I’m not sure if this is a cliché (yet), but I always thought, at some point, someone should have said “Young Americans visit Paris to find themselves, but the lucky ones lose themselves.” The koan-like notion is neither advice nor admonition, but somehow instructional-sounding nevertheless. I recited similar words to Three House MultiMedia intern extraordinaire Alex Freeman last night, while he hosted his own going-away dinner at Rin’s Thai with the west end denizens of Building 3.

At 19, Freeman is no slouch in the expat department, having visited locales hither and yawn on at least three continents so far as I could count. Next, he leaves for a protracted stay in Paris as part of a “semester abroad” program. There is no doubt that Freeman has both lost and found himself several times on his travels, so my remark was surely more toast than tutelage.
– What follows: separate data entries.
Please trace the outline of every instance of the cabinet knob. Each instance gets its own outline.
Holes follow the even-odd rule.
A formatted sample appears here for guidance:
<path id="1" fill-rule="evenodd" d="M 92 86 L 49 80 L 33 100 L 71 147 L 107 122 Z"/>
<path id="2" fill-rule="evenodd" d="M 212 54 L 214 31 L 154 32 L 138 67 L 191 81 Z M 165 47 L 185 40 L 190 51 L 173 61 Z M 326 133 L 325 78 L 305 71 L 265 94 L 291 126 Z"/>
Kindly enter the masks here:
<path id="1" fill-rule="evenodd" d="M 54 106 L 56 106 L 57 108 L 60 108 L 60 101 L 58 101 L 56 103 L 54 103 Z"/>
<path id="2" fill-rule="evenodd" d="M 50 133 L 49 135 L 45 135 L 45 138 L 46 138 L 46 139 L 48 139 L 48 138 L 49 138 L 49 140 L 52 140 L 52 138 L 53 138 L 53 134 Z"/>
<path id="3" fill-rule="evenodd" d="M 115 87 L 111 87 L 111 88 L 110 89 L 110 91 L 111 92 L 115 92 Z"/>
However, I couldn’t help but be struck by our traveler’s age and that of 19th century Parisian enfant terrible Arthur Rimbaud (who would write everything that he would ever write by age 19 before turning to a life of gun-running and general excess). Though a markedly different fate certainly lays in store for Freeman, I’m sure at some point during his adventure, Rimbaud’s poem “Sensation” might make some sense.

Through blue summer nights I will pass along paths,
Pricked by wheat, trampling short grass:
Dreaming, I will feel coolness underfoot,
Will let breezes bathe my bare head.

Not a word, not a thought:
Boundless love will surge through my soul,
And I will wander far away, a vagabond
In Nature – as happily as with a woman.